You know there is an increase in genital injuries due to pube removal in ER’s and A&E’s, well I reckon its down to blunt razors and lack of lubricant.

Today I was giving my nut sack a shave, now scrotums are not the easiest thing to shave, the skin has no tension and is really bloody elastic. So you end up pulling out yards and yards of skin just to get a flatish surface to zip the hair off.

Except, it’s made a lot harder by a blunt razor and as I was trying to be quick about things I didn’t soap up. Soap doesn’t soften hair as many think, it acts as a lubricant to help the razor slide over the skin, its hot water that makes the hair stretchier and thus feel softer when you shaving.

So there I was scrubbing away with a razor on my ball sack not shifting anything at all.

Its a bit bloody annoying as my pubis and balls look a right mess.


So it’s a brozillian, I didn’t know that

So for nearly thirty years I’ve been sporting a brozillian. It’s got a name now, actually its more of racing stripe (if that’s still a common term), well more of a runway as its the same width as my shaft.
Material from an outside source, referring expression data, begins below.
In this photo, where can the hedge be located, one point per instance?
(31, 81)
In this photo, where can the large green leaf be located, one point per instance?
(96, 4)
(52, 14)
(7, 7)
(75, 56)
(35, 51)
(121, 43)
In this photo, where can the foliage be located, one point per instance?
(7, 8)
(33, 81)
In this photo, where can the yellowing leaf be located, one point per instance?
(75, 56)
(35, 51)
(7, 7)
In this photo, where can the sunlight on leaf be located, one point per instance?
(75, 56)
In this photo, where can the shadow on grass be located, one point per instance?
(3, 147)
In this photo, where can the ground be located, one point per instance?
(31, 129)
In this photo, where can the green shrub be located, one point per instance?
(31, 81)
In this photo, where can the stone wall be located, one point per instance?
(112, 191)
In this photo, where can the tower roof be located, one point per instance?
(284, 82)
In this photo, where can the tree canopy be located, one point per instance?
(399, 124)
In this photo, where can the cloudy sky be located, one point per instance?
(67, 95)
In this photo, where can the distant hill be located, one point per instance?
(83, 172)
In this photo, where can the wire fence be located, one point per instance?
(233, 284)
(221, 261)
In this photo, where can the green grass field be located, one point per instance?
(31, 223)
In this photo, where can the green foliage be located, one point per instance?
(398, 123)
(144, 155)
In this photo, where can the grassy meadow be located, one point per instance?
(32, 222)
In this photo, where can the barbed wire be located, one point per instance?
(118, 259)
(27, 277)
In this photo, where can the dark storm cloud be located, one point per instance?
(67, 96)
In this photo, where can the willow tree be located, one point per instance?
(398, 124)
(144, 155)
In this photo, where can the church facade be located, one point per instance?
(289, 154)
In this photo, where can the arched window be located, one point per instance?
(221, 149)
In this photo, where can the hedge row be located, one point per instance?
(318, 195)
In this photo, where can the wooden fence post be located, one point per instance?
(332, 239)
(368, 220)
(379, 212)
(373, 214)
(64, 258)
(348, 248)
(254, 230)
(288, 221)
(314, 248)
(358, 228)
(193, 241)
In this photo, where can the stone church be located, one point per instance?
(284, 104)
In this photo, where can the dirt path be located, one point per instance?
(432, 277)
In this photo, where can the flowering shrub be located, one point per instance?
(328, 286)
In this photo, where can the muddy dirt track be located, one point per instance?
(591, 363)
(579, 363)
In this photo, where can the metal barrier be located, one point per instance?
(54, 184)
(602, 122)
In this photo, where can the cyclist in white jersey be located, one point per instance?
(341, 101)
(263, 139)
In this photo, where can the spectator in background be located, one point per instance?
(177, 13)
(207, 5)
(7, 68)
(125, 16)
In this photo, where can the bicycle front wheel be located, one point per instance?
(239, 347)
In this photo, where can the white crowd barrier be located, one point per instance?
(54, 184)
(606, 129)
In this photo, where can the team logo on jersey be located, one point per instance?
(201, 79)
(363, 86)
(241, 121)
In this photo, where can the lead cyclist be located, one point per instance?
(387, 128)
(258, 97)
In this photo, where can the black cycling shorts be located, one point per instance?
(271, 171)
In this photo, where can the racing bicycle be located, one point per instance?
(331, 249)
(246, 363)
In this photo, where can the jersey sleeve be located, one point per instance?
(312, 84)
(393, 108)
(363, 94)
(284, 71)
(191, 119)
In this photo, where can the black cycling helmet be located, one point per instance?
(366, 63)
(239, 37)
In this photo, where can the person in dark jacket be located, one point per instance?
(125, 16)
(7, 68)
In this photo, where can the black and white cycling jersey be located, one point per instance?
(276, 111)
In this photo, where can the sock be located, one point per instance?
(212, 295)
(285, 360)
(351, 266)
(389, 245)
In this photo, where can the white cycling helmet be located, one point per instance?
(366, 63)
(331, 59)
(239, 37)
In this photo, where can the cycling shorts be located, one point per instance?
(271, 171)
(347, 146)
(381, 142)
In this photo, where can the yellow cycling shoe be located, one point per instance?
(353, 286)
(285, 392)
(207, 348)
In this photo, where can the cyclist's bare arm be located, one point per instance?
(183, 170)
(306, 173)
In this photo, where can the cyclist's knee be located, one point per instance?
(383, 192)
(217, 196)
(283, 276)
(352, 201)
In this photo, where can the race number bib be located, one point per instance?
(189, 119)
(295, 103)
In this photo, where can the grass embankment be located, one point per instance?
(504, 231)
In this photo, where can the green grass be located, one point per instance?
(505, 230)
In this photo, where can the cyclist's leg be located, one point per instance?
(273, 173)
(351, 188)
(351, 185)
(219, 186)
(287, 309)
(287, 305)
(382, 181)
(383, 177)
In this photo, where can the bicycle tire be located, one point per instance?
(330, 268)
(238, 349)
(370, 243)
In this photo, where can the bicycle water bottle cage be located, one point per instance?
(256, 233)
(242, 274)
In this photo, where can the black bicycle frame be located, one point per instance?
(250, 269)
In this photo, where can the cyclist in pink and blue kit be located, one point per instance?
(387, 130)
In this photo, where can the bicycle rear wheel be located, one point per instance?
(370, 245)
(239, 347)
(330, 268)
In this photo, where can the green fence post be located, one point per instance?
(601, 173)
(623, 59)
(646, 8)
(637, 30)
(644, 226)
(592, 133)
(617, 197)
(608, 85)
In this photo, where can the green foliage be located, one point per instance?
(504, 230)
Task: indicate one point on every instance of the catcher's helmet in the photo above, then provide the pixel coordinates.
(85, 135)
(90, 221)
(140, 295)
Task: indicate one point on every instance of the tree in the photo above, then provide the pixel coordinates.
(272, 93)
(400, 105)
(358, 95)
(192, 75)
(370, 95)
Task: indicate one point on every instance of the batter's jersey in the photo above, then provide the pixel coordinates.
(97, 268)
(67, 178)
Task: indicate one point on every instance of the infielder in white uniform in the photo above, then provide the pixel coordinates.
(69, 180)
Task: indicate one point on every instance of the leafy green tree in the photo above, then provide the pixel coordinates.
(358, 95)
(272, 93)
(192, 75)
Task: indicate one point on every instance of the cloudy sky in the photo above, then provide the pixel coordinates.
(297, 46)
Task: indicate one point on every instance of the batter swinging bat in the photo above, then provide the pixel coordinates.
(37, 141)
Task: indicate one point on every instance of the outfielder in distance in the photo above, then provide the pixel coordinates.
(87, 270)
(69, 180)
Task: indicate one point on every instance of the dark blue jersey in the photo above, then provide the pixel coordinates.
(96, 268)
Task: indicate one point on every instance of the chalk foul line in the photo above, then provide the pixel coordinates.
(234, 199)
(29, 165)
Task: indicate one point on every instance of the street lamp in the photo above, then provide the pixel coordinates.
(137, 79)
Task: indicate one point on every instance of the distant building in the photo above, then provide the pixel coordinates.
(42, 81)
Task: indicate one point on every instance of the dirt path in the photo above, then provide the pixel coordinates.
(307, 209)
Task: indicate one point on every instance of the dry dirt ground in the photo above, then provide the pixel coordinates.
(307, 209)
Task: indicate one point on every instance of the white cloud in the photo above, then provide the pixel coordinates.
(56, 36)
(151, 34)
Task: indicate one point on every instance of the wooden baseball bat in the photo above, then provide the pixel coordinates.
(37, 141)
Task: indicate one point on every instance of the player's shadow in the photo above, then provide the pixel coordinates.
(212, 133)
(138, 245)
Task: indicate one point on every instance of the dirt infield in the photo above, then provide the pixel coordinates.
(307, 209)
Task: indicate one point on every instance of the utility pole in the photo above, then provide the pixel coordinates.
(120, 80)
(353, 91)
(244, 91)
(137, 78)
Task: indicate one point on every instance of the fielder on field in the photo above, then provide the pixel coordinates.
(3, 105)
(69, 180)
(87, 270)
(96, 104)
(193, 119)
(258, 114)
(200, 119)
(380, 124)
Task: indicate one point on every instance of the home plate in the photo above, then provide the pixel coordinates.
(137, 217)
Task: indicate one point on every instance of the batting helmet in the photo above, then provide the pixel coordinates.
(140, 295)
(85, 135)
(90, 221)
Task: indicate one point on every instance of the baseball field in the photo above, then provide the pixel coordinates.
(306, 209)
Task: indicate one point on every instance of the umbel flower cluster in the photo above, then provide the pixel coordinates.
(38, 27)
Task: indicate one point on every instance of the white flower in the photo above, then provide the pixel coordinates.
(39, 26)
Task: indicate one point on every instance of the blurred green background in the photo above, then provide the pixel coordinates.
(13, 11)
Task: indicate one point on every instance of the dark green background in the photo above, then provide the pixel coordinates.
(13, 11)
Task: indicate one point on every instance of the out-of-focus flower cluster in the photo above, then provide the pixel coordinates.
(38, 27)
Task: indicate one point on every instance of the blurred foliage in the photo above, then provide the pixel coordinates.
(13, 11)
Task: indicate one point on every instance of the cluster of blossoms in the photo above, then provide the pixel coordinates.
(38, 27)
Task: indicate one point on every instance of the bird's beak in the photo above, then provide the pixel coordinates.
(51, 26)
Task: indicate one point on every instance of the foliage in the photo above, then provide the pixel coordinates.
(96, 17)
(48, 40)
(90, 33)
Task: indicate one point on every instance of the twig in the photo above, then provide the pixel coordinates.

If anyone’s interested it seems I pass the toilet roll test as I’m far too wide to fit (and a bit longer, for the stats lovers out there).

I must admit it’s been about ten years since I’ve been in a gym changing room and I used to get the odd look and the occasional chat-up, but the brozillian appears to be becoming more commonplace.

For my first date with DW I’d had a back wax, the beautician who was doing it offered to do the sack and crack, but I had to say no. One, I’d already sorted that out, and two while I was lying on the table her dress/gown/uniform thing kept on popping open just in front of her plain white knickers so I was feeling horny anyway and the prospect of me standing to attention just as she would have lathered my balls with hot wax just didn’t appeal.

One thing that DW finds amusing is that she shaves from the neck down, whereas I shave from the top of my head down.